The main idea: input data until the end of the file, each line of two data weight m and speed V, the arrangement to get a sequence, the requirement is: the higher the weight of the lower the speed (equal is not eligible). The longest length of this sequence is obtained and the output path. The answer is not unique, the output of any kind of good.
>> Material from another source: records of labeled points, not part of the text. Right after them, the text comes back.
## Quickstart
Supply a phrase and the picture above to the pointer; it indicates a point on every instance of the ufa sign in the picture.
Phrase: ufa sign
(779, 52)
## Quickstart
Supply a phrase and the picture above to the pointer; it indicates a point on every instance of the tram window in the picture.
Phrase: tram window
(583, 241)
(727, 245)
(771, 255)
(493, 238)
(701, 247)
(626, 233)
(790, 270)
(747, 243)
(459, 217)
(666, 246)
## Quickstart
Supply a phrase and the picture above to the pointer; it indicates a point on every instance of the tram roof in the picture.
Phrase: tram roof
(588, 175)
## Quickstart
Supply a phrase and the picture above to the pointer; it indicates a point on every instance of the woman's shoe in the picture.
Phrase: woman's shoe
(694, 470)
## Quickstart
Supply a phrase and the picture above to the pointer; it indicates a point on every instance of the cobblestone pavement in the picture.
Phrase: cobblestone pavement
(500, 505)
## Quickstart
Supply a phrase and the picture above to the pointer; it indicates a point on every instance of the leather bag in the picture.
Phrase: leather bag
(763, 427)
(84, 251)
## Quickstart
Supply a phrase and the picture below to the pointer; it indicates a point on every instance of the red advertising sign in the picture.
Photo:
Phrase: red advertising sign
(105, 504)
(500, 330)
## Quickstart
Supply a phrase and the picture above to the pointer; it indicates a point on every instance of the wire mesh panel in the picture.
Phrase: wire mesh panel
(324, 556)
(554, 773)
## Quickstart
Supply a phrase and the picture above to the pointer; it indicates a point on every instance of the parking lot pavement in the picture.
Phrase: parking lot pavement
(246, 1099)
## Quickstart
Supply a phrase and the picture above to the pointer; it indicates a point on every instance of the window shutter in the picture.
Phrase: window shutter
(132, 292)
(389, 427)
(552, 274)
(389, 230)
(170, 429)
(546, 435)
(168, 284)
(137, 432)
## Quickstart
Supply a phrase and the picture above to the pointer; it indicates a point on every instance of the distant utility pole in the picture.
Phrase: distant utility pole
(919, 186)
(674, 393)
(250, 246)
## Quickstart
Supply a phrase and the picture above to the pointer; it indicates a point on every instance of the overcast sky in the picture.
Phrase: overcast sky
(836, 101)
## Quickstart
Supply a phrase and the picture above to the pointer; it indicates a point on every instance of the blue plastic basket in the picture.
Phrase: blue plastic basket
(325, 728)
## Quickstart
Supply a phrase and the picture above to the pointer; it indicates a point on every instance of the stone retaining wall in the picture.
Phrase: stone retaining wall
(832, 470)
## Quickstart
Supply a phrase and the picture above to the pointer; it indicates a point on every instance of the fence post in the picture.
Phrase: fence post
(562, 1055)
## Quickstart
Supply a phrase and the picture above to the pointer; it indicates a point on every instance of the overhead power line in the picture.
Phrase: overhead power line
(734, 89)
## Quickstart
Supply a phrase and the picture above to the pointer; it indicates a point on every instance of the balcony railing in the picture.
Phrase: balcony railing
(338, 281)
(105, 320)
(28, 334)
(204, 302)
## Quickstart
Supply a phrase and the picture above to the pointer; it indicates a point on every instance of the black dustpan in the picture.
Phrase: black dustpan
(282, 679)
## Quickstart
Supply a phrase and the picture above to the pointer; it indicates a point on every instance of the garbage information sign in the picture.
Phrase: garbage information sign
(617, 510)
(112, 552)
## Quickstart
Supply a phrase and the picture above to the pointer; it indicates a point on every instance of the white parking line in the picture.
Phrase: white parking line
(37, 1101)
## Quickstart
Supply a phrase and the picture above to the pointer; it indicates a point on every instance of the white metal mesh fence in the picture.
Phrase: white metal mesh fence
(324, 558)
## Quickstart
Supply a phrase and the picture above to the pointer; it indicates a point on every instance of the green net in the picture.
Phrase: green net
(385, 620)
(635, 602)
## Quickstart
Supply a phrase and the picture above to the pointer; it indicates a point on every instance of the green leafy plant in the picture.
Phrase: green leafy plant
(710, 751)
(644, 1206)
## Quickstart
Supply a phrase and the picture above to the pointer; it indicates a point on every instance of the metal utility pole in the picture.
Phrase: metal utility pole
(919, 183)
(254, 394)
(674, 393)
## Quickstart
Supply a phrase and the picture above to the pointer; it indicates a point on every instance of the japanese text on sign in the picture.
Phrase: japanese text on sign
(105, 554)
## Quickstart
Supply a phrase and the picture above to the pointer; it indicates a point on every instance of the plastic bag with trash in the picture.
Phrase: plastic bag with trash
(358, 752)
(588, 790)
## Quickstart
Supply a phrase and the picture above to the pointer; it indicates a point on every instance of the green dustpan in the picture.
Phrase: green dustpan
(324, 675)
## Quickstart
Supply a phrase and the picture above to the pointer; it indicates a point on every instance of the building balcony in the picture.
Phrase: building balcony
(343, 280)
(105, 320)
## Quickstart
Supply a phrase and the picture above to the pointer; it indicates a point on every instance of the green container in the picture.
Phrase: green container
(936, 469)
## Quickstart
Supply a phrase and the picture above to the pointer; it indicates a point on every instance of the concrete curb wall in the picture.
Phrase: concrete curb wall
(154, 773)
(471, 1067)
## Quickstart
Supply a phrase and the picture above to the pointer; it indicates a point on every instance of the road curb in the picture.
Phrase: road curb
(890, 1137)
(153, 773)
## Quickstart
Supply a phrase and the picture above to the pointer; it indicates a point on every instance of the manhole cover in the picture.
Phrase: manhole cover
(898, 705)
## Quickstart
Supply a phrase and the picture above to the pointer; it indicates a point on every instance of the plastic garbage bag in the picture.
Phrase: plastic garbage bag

Topic idea: This is the longest ascending sub-sequence problem, we are sorted by the ascending of W, if W is equal in descending order of V. Using pre[] to record the current point of the precursor node, the last record sequence of the final point, MAXN record the longest length, the completion of the motion rules can be based on the previous and pre[] output path.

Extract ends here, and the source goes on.